The national event, which ran June 16 to 19 in tents at The Forks national historic site in Winnipeg, was the first of seven national events that will take place across the country.

The events are intended to be an opportunity to educate the public about the residential school system that existed in Canada for more than 100 years, and give former students, staff and others whose lives have been affected by the experience a chance to talk about it publicly.

The goal was to help survivors heal and "close the divide between aboriginal people and the rest of Canadians," Sinclair has said.

Lack of preparation time

Organizers recorded 425 statements from survivors, but had hoped to record more than 600. A lack of preparation time was cited as the reason the total wasn't higher.

Manitoba Justice Murray Sinclair addressed the crowd Wednesday at the opening ceremonies. ((CBC))
"We didn't have the kind of lead-up time to organizing this event that we would have liked to have had. We really only had about six months," he said.

Two hundred and seventy five survivors gave their statements in private, while the remainder chose to share them in public. The longest statement lasted seven hours, but officials said the average time a survivor spoke was two hours.

The $60-million commission was formed by the federal government in June 2008 — the same time a formal apology was issued in the House of Commons for the abuses people suffered at residential schools.

But infighting paralyzed the commission's work.
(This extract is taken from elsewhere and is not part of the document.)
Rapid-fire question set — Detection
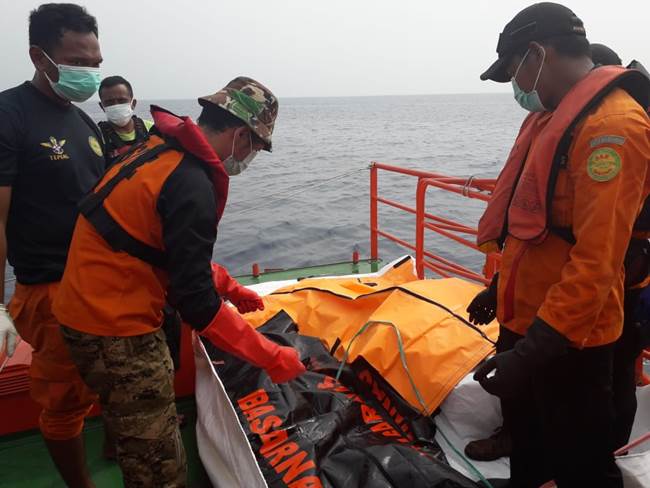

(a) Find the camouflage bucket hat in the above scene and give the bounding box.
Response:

Less than four months after it was formed, the chair and the two commissioners stepped down.

They were replaced last year by Sinclair and new commissioners. Sinclair then moved the headquarters from Ottawa to Winnipeg.

Commit to reconciliation: Governor General

The Winnipeg event ended the way it began — with songs and drumming under clear skies and a strong sun.

Gov. Gen. Michaëlle Jean speaks at the final day of Truth and Reconciliation ceremonies in Winnipeg. ((CBC))
A traditional powwow took place as hundreds of people gathered and took in a speech from Gov. Gen. Michaëlle Jean.

She called on everyone present — elders and youth, aboriginal or not — to commit to reconciliation and breaking down the wall of indifference.

"We are alive and we are strong. We are very strong, and this is all about our strength," she said.

For a couple of days in the middle of the event, rain and wind wreaked havoc, chasing people indoors and causing organizers to scramble and reschedule locations for some programming.

Sinclair saw it as nature's reflection of the healing process.

"In some ways the rain and the cleansing nature of the water that fell from the sky, and those strong winds that blew, were a sign of what it was that was going on here," he said.

The TRC is now planning an evaluation of what worked and what didn't at the Winnipeg event and will decide what improvements need to be made for the remaining six events.

The next national event will be in Inuvik, N.W.T., in June 2011.